Da New York Basketball Stories 2.0
Anche se hanno vinto poco, pochissimo, nella loro
storia, i Knicks hanno avuto un ruolo dominante nella storia della NBA e non
sono mai stati poveri di stelle. Lo “star power” ha sempre affascinato i loro
dirigenti. La classifica ovviamente lascia il tempo che trova ma rappresenta
comunque un motivo di discussione. Nel compilarla ho tenuto conto di alcuni
fattori da chiarire prima: rendimento ai Knicks, non nel corso della carriera
(questo spiega la posizione di Earl Monroe, altrimenti più elevata, o l’esclusione
di Larry Johnson e Bob McAdoo ad esempio), privilegia i risultati di squadra
(per questo Willis Reed davanti a Patrick Ewing, per questo ci sono Bill
Bradley e Dick Barnett ma non McAdoo e Spencer Haywood), la permanenza ai
Knicks (penalizza Walt Bellamy ad esempio che ha numeri da Top 5 ma una milizia
di quattro stagioni di cui solo due concluse
con i playoffs), il contesto (l’inclusione nei quintetti All-NBA è
importante perché metro di confronto con gli altri giocatori dell’epoca).
Infine ho escluso i giocatori del presente, soprattutto perché trovo di
difficilissima collocazione Carmelo Anthony. Come numeri vale una delle prime
posizioni: in sei anni ai Knicks, Melo vale 25.2 punti e 7.0 rimbalzi, numeri
incrementati nelle tre edizioni dei playoffs disputate (28.0 punti e 7.7
rimbalzi). In questo arco di tempo due volte è stato All-NBA, una volta secondo
e una volta terzo quintetto (che in origine era una selezione inesistente).
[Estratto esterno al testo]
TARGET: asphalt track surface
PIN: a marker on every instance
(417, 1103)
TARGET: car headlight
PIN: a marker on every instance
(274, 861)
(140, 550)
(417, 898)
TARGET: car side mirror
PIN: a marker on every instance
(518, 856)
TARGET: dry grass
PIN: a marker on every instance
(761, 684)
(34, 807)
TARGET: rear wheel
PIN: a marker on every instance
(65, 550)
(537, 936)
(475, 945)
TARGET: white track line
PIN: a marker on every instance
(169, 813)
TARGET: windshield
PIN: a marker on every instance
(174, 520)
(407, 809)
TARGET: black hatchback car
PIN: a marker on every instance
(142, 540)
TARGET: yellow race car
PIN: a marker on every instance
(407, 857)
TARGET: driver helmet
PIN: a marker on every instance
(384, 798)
Penso che a fine carriera sarà arduo trovare una collocazione coerente per
Anthony. Al momento, vale McAdoo e Haywood, un po’ meno di Bellamy ma la sua
milizia comincia ad essere lunga. Con meno anni ai Knicks e cifre largamente
meno esplosive, Latrell Sprewell è nei Top 15. Giusto? Forse no, ma Sprewell ha
giocato una Finale NBA e una finale di conference. Anthony tre volte su sei non
ha raggiunto i playoffs, due volte su tre non ha superato il primo turno e non
ha mai giocato con la maglia dei Knicks una finale di conference. Ma ammetto
che si tratterebbe di un’omissione complicata da motivare.
Ho trovato
particolarmente difficile non inserire, più che McAdoo, Haywood, Jerry Lucas
(11.0 punti e 8.6 rimbalzi di media in tre stagioni con il titolo del 1973 ma
partendo dalla panchina) o Cazzie Russell (che nel titolo del 1970 era il sesto
uomo), Micheal Ray Richardson. Nel 1979/80, Sugar finì la stagione primo in
assist e palle recuperate, roba da John Stockton, ma con un altro stile. Nei
suoi quattro anni ai Knicks, Richardson ebbe 14.2 punti di media con 7.1 assist
e 6.0 rimbalzi. E’ stato due volte primo quintetto difensivo. Se la droga non
l’avesse rovinato, Richardson avrebbe avuto la chance di diventare uno dei più
grandi Knick di tutti i tempi. Ma forse proprio per questo suicidio
professionale è difficile premiarlo davanti a giocatori che sono stati
nettamente più amati, perché hanno sfruttato meglio il talento (inferiore) a
disposizione oppure hanno vinto di più (in quattro anni Sugar ha giocato una
sola volta nei playoffs).
15: John Starks. Nella sua permanenza ai
Knicks ha segnato 14.1 punti per gara con 4.0 assist. Amatissimo dai tifosi
perché oltre a venire dal nulla – o meglio: da un supermercato di Tulsa,
Oklahoma – giocava sempre con il cuore in mano. Talvolta anche troppo. A New
York è ricordato al tempo stesso per “The Dunk” su Michael Jordan e lo 0/11 da
tre di gara 7 a Houston nel 1994. Comunque con lui i Knicks sono stati sempre
rilevanti e quando firmarono Allan Houston retrocedendolo in panchina, lui
rispose vincendo il titolo di sesto uomo dell’anno. A New York ha giocato anche
un All-Star Game. Per chiarire che anche individualmente non ha fatto poco.